The legacy of the backstage baby usually musters images of famous folks' troubled broods dishing out the details of their woeful childhoods via shameless tell-all media stunts. But not every account of showbiz parentage requires the histrionics of a Mommie Dearest to be compelling.
Comedienne Marga Gomez (best known for her role as a military expert in Barry Levinson's barely passable sci-fi thriller Sphere) delivers a mirthful show in her own tribute to showbiz parents,Los Big Names, which hops from the Latin teatros of the 1960s Bronx to the big-budget studios of 1990s Hollywood. Gomez is the daughter of Cuban-born comedian Willy Chevalier and Puerto Rican dancer Margarita, who both shelved dreams of a white picket fence and the best schools for their little girl in favor of winning awards, sleeping late in ritzy hotels, and being slavered over by an adoring public. Gomez is celebrated for her appearances at vegetarian rodeos and on lesbian cruises, but her self-deprecating humor and gentle disdain of celebrity artifice translate smoothly to any stage. Catch Los Big Names starting at 8:30 p.m. Friday (and continuing through Aug. 21) at the Magic Theatre, Fort Mason, Building D, Marina & Buchanan, S.F. Tickets are $20-38; call 441-8001 or visit www.magictheatre.org.
-- Nirmala Nataraj
The New Narration
Poets interpret feature films
When Tinseltown's silent films first came to Japan, the cultural wallop that hit turn-of-the-century audiences was lessened by onstage performers who explained the curious Western imports. Known as benshi, these narrators soon became the star attractions and artists in their own right, often inhabiting the characters and interpreting the action as they saw fit, a tradition that returns as S.F. Cinematheque presents "Neo-Benshi: The Latter-Day Art of Live Film Narration." Standing at a mike onstage, six successful poets (they're published) will take on short scenes from feature films, without the soundtracks, and tweak the movies to their own artistic ends by lip-syncing, riffing on the action, or running with their own parallel text.
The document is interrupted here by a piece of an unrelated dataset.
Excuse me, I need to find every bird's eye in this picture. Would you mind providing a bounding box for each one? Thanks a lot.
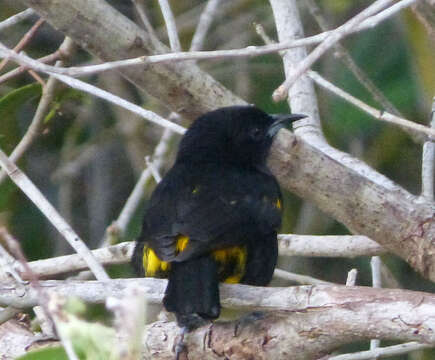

Films include Gene Autry's The Phantom Empire and the 1957 Bollywood epic Pyaasa, along with more recent fare. "Neo-Benshi" plays at 7:30 and 9:30 p.m. in the Yerba Buena Center for the Arts Screening Room, 700 Howard (at Third Street), S.F. Admission is $4-7; call 978-2787 or visit www.ybca.org.
-- Michael Leaverton
Sweet as sugar
Her Web site says: "I had many obstacles, being a large-sized, teenage welfare mom, [and] outspoken bisexual porn star raised in a dysfunctional household in the ghetto." What else do you really need to know about Candye Kane, other than the fact that she overcame all these obstacles to be widely adored? Only a couple of things we can think of: She's a dynamite blues singer who can play piano with her tits, and she's one of those super-hot Bettie Page types. Yep, that's pretty much all you need, right there.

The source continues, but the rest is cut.